Return to “normal” depends on early detection, vaccination
With hospitals overburdened by the fourth wave of COVID-19, the Saskatchewan Health Authority’s head of emergency medicine is urging people to get tested at the first signs of the virus and, above all, get vaccinated.
“If people had vaccinations, or tested early, recognized their symptoms earlier and isolated themselves, we would have less spread and, therefore, less spread would mean fewer sick people and fewer severely sick people,” said Dr. James Stempien.
”It certainly would be better for the health care system and better for the patients themselves,” he said.
According to Oct. 20 provincial data, 48.3 per cent of all people in hospital with COVID-19 had their first positive COVID-19 test on or after admission to hospital.
“The fact they aren’t being diagnosed until they come to hospital means they’ve actually been at home or been with other people while they’ve been positive with COVID,” said Stempien, adding that approximately 80 per cent of COVID-19 patients in intensive care are unvaccinated. “They’ve been contagious and unknowingly spreading their illness to their friends and family, which has an impact on the health-care system.”
Stempien said he’s seeing a common line of thinking among those who delay care.
“I think there’s a certain degree of denial in that people feel they’re not going to get sick or, even if they got COVID, they’re not going to get severely sick,” he said. “Even with people who are not anti-vaxxers, they’re just feeling that it can’t be them.”

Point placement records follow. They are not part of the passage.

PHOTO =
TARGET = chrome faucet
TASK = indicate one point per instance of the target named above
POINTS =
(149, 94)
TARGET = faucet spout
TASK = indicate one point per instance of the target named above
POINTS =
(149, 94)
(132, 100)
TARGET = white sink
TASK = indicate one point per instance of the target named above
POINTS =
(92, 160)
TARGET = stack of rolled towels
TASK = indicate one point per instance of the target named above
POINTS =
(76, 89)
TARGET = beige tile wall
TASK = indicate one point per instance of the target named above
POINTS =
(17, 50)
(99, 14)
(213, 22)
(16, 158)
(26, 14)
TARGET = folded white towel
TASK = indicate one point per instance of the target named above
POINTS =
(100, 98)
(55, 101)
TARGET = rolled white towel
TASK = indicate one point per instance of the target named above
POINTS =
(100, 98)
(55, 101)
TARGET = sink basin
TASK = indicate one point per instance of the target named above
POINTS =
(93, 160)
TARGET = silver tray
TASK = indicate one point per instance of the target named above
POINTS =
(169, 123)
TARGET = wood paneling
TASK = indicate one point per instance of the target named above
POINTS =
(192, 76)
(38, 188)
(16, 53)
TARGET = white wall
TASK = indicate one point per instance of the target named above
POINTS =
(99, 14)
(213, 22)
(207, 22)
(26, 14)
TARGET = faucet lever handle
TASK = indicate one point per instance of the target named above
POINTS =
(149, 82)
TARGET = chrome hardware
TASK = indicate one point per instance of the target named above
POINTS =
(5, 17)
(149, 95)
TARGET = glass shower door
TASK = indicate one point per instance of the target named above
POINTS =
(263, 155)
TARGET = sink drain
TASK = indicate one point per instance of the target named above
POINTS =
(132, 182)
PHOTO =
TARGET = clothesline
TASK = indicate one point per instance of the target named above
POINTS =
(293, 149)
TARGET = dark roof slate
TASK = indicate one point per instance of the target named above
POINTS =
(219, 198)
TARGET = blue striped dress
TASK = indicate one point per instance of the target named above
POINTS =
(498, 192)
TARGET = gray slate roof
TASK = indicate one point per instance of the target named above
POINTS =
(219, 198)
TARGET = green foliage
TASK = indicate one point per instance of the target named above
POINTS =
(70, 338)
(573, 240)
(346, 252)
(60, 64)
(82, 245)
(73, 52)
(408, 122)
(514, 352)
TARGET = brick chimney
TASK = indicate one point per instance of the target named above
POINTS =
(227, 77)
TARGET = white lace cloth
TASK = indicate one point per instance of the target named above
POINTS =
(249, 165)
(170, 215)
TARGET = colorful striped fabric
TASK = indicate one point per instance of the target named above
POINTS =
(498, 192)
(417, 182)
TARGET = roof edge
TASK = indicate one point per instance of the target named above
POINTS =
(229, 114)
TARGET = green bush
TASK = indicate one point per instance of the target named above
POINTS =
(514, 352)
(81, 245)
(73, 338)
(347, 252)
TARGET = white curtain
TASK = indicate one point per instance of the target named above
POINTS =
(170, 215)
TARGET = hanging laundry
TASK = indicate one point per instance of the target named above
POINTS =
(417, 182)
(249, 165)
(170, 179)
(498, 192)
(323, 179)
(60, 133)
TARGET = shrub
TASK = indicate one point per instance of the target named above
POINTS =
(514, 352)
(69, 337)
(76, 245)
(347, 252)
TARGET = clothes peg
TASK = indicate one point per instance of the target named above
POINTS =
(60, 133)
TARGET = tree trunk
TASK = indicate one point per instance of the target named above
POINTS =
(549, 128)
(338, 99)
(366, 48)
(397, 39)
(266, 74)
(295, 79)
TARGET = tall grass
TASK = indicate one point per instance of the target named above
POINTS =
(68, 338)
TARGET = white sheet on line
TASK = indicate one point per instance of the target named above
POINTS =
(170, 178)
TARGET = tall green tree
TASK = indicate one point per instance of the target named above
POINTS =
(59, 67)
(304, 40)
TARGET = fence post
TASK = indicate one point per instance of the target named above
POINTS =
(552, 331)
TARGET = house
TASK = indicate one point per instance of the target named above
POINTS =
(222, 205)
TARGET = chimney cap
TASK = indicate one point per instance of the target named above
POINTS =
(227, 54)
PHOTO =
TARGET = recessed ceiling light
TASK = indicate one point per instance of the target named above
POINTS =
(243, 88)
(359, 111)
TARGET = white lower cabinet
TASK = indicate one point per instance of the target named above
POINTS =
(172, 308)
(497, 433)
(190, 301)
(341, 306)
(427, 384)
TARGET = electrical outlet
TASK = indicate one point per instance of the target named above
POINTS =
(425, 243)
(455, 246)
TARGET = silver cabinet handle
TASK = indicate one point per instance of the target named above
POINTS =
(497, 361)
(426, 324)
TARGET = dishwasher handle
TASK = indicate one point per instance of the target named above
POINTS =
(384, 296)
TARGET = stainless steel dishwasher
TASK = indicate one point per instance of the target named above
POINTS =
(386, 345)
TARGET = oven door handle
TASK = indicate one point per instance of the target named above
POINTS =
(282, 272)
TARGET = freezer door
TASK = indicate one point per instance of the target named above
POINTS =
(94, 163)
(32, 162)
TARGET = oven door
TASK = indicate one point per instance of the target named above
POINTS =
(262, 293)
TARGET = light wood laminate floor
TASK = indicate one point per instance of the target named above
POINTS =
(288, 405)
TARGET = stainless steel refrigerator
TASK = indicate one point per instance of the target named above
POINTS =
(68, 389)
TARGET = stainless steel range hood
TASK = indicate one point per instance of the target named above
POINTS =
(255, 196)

Stempien recommends that anyone who suspects they’ve been exposed to COVID-19 speak with their family physician or call HealthLine 811 to discuss testing. Additional testing options are available on the Government of Saskatchewan’s COVID-19 website.
“Any time a person has symptoms, it could potentially be COVID. Having a negative test doesn’t mean you did the wrong thing. It means you did the right thing, being careful for your family and being careful so that you don’t have to go into self-isolation.”
Stempien observes that, in the past, Saskatchewan people were known for pulling together in difficult times. It would benefit us, he said, if we honoured this tradition.
“That’s what self-testing’s about. That’s what vaccination is about. That’s what recognizing that you’re sick and staying home is about. It’s about protecting your neighbor and making sure the more vulnerable people in our population are protected.”
Protecting the health system is part of this philosophy.
“Our health-care workers are going flat-out. If we can help our health-care staff stay healthy both physically and mentally, if we could get our vaccination rate in Saskatchewan over 90 per cent, we’d be looking at a very different province. We’d be much closer to getting back to a normal life and a normal economy and just what people really want.”